2011 marks the hundredth anniversary of the birth of Czeslaw Milosz.
Poland's Literary Institute has opened a website with updated information on all events and initiatives connected with the Year of Milosz.
In addition to Poland, the Year of Milosz will also be marked in Lithuania, where he was born, in the United States, where he lived for many years as well as in such countries as France, Israel and Russia.
The programme for the Year of Milosz is made up of new book publications, conferences, discussions, and exhibitions devoted to the poet, organized both in Poland and abroad, from Krasnoyarsk to Vilnius, from Krasnogruda, Krakow and Paris to New York and San Francisco. Its culminating event was the 2nd Milosz Festival, which took place in Krakow between 9th May and 15th May 2011.
Czeslaw Milosz won the Nobel Prize for Literature in 1980. He died in 2004 at the age of 93. Between 1951 and 1989 he lived in exile as a political émigré, first in France and then in the United States.
This is not only an important year in the field of literature but also in the field of science.
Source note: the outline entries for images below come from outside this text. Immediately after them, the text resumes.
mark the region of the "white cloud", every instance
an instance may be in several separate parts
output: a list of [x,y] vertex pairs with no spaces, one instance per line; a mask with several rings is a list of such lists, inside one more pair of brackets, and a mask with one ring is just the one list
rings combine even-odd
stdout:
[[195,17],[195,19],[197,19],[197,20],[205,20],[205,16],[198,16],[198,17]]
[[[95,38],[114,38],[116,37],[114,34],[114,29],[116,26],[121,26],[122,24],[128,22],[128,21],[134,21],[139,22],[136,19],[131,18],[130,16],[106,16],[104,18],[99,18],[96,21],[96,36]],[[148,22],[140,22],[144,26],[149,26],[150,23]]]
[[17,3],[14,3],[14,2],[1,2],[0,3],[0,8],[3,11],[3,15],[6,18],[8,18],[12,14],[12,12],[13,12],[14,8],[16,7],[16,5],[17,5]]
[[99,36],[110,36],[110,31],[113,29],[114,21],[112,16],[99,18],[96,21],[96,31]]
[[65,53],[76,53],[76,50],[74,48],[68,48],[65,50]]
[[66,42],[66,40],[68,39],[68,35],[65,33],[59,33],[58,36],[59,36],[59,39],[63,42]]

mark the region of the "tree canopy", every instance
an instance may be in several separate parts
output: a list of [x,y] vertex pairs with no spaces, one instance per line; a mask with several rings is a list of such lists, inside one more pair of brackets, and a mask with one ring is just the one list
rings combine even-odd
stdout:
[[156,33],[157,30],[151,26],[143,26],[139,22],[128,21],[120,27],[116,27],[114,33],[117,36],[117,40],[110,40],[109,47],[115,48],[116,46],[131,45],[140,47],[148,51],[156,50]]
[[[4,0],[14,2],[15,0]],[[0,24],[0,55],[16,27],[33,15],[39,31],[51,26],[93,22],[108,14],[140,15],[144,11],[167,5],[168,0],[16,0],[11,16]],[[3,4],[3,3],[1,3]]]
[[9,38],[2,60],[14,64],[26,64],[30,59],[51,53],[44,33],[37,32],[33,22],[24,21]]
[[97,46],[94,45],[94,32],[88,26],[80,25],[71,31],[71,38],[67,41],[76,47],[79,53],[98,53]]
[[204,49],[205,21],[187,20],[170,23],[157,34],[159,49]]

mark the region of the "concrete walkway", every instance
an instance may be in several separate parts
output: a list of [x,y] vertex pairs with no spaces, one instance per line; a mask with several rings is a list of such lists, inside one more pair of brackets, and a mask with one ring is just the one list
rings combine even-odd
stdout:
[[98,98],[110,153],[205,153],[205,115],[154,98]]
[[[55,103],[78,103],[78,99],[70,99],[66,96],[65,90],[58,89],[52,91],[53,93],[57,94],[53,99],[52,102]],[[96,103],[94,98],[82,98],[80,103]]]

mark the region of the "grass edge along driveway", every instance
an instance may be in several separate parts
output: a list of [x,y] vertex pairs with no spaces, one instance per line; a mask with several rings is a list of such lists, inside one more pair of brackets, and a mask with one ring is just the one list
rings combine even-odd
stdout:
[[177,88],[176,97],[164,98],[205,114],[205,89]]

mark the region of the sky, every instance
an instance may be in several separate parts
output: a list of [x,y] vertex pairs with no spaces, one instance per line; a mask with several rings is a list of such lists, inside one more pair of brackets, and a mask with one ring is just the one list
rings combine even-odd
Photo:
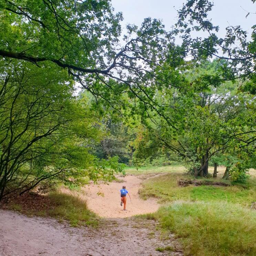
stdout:
[[[162,20],[168,31],[177,20],[177,10],[185,0],[112,0],[116,12],[123,13],[124,28],[127,23],[139,26],[145,18],[151,17]],[[214,7],[210,14],[215,25],[220,27],[218,35],[224,37],[225,28],[229,25],[240,25],[249,32],[256,24],[256,14],[251,13],[247,18],[248,12],[256,12],[256,3],[250,0],[213,0]]]

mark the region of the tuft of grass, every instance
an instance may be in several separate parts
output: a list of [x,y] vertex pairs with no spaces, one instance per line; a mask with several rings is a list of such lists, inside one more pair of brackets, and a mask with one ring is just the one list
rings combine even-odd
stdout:
[[157,214],[181,238],[186,255],[256,255],[256,211],[238,204],[176,201]]
[[60,220],[67,220],[72,226],[97,226],[96,215],[88,209],[84,200],[71,195],[56,192],[49,196],[56,203],[56,207],[47,211],[49,216]]
[[81,187],[80,186],[76,186],[73,184],[68,185],[66,186],[67,188],[69,189],[71,191],[75,191],[77,192],[79,192],[81,191]]
[[166,247],[158,247],[156,249],[156,250],[161,252],[164,252],[164,251],[175,252],[176,250],[171,246],[166,246]]
[[60,222],[67,220],[74,227],[98,225],[98,218],[88,209],[85,201],[72,193],[56,191],[35,198],[34,194],[27,193],[14,196],[10,202],[6,205],[7,209],[30,216],[52,217]]

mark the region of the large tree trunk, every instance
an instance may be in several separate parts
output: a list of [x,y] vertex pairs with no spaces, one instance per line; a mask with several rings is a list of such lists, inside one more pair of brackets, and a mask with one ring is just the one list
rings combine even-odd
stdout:
[[226,168],[226,170],[225,170],[225,173],[224,175],[223,175],[222,179],[227,179],[228,178],[228,175],[229,175],[229,169],[230,167],[227,166]]
[[217,178],[217,163],[214,163],[214,170],[213,171],[213,178]]

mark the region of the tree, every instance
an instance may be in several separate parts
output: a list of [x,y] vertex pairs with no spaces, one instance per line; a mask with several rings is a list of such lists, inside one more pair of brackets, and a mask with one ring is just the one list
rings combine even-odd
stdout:
[[[255,0],[251,1],[255,3]],[[210,0],[188,0],[179,10],[175,34],[183,40],[184,52],[195,60],[214,57],[227,60],[227,65],[222,67],[222,78],[241,78],[247,80],[241,89],[255,94],[256,25],[252,24],[250,39],[248,32],[239,25],[226,28],[225,36],[219,37],[219,27],[208,17],[214,6],[214,3]],[[245,15],[245,18],[253,15],[253,12]],[[204,32],[205,36],[193,38],[192,31]]]
[[[207,176],[209,161],[216,154],[232,151],[242,155],[243,151],[252,156],[255,145],[248,142],[255,136],[251,119],[255,115],[254,98],[239,91],[239,84],[220,79],[225,62],[193,63],[190,70],[177,77],[179,89],[173,87],[159,94],[163,105],[175,106],[171,115],[179,129],[173,129],[163,118],[150,120],[144,140],[148,142],[146,148],[151,143],[152,149],[163,147],[182,157],[190,163],[195,176]],[[165,68],[169,73],[170,68],[167,65],[161,72],[167,73]],[[137,150],[141,152],[140,148]]]
[[6,61],[50,62],[66,69],[99,104],[125,108],[126,94],[141,113],[163,114],[154,97],[156,70],[175,46],[159,20],[128,25],[121,46],[122,15],[113,14],[108,0],[1,0],[0,11],[0,56]]
[[84,146],[100,139],[97,115],[72,96],[67,72],[23,64],[0,62],[0,199],[38,185],[82,185],[86,176],[111,180],[122,166]]

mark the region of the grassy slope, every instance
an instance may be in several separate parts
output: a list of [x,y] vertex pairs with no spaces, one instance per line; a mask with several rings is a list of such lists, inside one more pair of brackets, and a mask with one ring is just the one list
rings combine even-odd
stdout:
[[[36,204],[35,207],[33,204]],[[86,202],[75,195],[53,192],[47,196],[40,196],[34,201],[28,194],[14,199],[7,209],[18,211],[29,215],[50,216],[60,222],[67,220],[72,226],[98,225],[96,215],[88,210]]]
[[256,211],[249,209],[256,201],[256,178],[230,187],[178,187],[178,177],[188,177],[176,167],[164,167],[166,174],[143,182],[142,198],[155,197],[166,203],[147,217],[159,220],[163,231],[180,238],[186,255],[256,255]]

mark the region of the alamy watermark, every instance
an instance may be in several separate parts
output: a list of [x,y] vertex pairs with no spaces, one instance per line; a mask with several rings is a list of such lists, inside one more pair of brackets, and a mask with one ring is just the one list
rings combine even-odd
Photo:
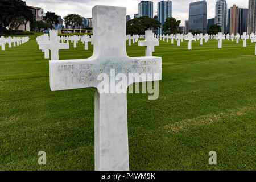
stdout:
[[39,151],[38,152],[38,155],[40,158],[38,158],[38,163],[39,165],[46,165],[46,153],[45,151]]
[[217,153],[216,151],[211,151],[209,152],[209,155],[211,157],[209,158],[209,164],[216,165],[217,164]]
[[[100,93],[122,94],[127,93],[127,87],[129,93],[140,93],[140,82],[142,82],[141,93],[151,94],[148,100],[158,98],[159,79],[158,73],[125,73],[115,74],[114,69],[110,69],[110,76],[106,73],[100,73],[97,77],[97,81],[100,81],[98,85]],[[154,88],[152,82],[154,81]],[[133,84],[135,83],[134,90]],[[134,92],[135,91],[135,92]]]

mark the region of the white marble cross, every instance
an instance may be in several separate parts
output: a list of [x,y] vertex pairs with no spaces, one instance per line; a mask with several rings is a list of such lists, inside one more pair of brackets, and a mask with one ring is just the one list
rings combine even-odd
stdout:
[[[110,85],[115,85],[119,82],[111,81],[112,75],[115,73],[126,76],[129,73],[158,73],[158,78],[147,77],[146,81],[162,79],[161,57],[127,56],[126,10],[121,7],[94,6],[92,9],[94,44],[92,56],[81,60],[49,61],[52,91],[96,88],[94,151],[95,169],[97,171],[129,169],[126,94],[113,90],[110,90],[113,93],[101,93],[98,87],[101,81],[98,76],[100,73],[110,76]],[[130,81],[123,86],[125,88],[133,82],[140,81]]]
[[0,38],[0,45],[2,47],[2,51],[5,51],[5,43],[6,40],[5,37],[3,36],[1,36]]
[[251,33],[251,35],[250,35],[250,39],[251,39],[251,43],[254,42],[254,38],[255,38],[255,34]]
[[180,39],[181,39],[180,34],[177,34],[176,38],[177,39],[177,46],[180,46]]
[[76,48],[76,44],[80,40],[80,38],[78,36],[75,35],[72,38],[71,40],[73,41],[74,48]]
[[200,45],[203,45],[203,39],[204,39],[204,35],[203,34],[200,34],[200,35],[199,36],[199,39],[200,39]]
[[128,39],[128,45],[129,46],[131,46],[131,34],[127,35],[127,39]]
[[236,43],[238,44],[239,43],[239,39],[240,39],[240,35],[239,34],[239,33],[237,33],[237,35],[235,36],[236,39],[237,39],[237,42]]
[[174,44],[174,34],[171,34],[170,38],[171,38],[171,44]]
[[[49,36],[47,34],[44,34],[44,35],[38,37],[36,40],[38,42],[38,44],[39,46],[39,49],[41,49],[40,45],[49,43]],[[42,52],[44,52],[44,59],[49,59],[49,49],[46,47],[45,47],[45,48],[46,48],[46,49],[42,49]]]
[[231,38],[231,41],[233,42],[234,41],[234,34],[232,34],[230,35],[230,38]]
[[50,40],[48,43],[42,43],[39,45],[39,49],[51,50],[51,60],[59,60],[59,50],[68,49],[69,46],[68,43],[60,43],[57,30],[50,30]]
[[217,40],[218,40],[218,48],[219,49],[222,48],[222,39],[223,39],[223,35],[222,33],[220,32],[218,34],[218,36],[216,38]]
[[87,35],[84,35],[81,38],[81,41],[82,41],[82,43],[84,44],[84,49],[88,49],[88,42],[90,40],[90,38]]
[[243,47],[246,47],[247,39],[248,39],[246,32],[243,32],[241,38],[243,39]]
[[191,50],[192,41],[195,40],[195,38],[193,36],[193,35],[191,32],[188,33],[187,36],[185,37],[185,40],[188,40],[188,50]]
[[254,36],[254,42],[255,42],[255,55],[256,55],[256,36]]
[[155,52],[155,46],[159,46],[159,41],[154,38],[151,30],[146,31],[145,36],[145,40],[139,41],[138,46],[146,46],[146,56],[152,56],[152,53]]

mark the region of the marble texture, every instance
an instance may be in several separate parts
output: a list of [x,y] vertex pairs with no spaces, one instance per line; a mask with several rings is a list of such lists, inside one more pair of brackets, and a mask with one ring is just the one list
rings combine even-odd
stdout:
[[109,76],[110,69],[115,69],[126,76],[129,73],[159,73],[159,77],[152,80],[162,79],[161,57],[127,56],[126,17],[125,7],[96,6],[92,9],[92,56],[49,61],[52,91],[95,88],[96,170],[129,169],[126,94],[100,93],[97,76],[100,73]]
[[68,41],[67,43],[60,43],[57,30],[50,30],[50,40],[47,43],[39,44],[39,49],[51,50],[51,60],[59,60],[59,50],[68,49]]
[[220,32],[217,36],[217,40],[218,40],[218,48],[221,49],[222,48],[222,33]]
[[154,33],[151,30],[145,31],[145,40],[139,41],[138,46],[146,47],[146,56],[152,56],[155,52],[155,46],[159,46],[159,41],[154,36]]
[[243,34],[241,36],[241,38],[243,40],[243,47],[246,47],[247,39],[248,39],[246,32],[243,32]]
There are two further patrons that should be remembered this year, namely Maria Curie-Sklodowska and Jan Hevelius.
Jan Hevelius was a famous astronomer known as the founder of lunar topography and discovered ten new constellations, seven of which are still recognized today by astronomers.
Maria Sklodowska-Curie was a pioneer in the field of radioactivity and the first person honoured with two Nobel Prizes in physics and chemistry. She also had the distinction of being the first female professor at the University of Paris.